Chandra H. wrote:> Hello,
> I am Hukum Chandra and I'm a statistician. I am using R. I have gone
> through R but I could not get the way how to find "Information
matrix"
> in R. In particular, var-Cov matrix of components of variances in
> linear mixed model. Could you please help me in getting the way to
> produce it using R?
They are not given for linear mixed models fit by lme (either from the
nlme package or from the lme4 package) or by lmer (the lme4 package).
This is intentional. I don't think they are meaningful and I prefer not
to give an answer than to give a misleading answer.

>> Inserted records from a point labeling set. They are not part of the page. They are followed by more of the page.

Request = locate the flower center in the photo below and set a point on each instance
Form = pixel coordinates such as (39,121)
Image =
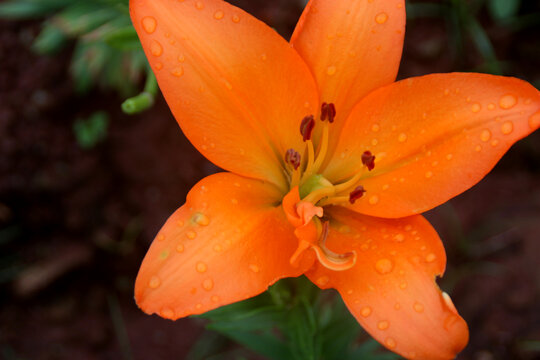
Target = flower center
(310,191)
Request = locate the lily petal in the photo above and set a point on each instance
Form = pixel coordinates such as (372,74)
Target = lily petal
(391,290)
(433,137)
(231,82)
(229,242)
(344,43)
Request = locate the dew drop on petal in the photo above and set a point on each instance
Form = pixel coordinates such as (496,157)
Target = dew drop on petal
(507,101)
(167,313)
(507,127)
(485,135)
(155,48)
(366,311)
(384,266)
(208,284)
(149,24)
(381,18)
(323,280)
(383,325)
(476,107)
(534,121)
(201,267)
(419,308)
(431,257)
(390,343)
(154,282)
(178,71)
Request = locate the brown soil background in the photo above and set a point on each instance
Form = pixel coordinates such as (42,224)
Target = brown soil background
(75,224)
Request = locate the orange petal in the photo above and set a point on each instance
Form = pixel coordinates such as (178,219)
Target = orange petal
(391,290)
(236,88)
(229,242)
(352,48)
(433,137)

The reason I don't think they are meaningful is because an information
matrix (or, equivalently, standard errors and correlations) are useful
summaries when we can expect the distribution of the parameter estimates
to be roughly symmetric. In the case of a variance component the
parameter estimate has a distribution that is like a Chi-squared
distribution and not at all symmetric.
Think of the simple case of obtaining a confidence interval on the
variance of a sample that is assumed to be i.i.d. normal. We use a
Chi-squared reference distribution and expect to obtain an interval that
is quite asymmetric. We do not use estimate +/- some multiple of a
standard error to form an interval.
Many packages that fit mixed models report estimates of variance
components, their approximate standard errors, a 'z' statistic and a
p-value for the test of the variance component being greater than zero.
The approximations are so bad in this test that I think it is better
not to have a p-value than to have one that is extremely doubtful.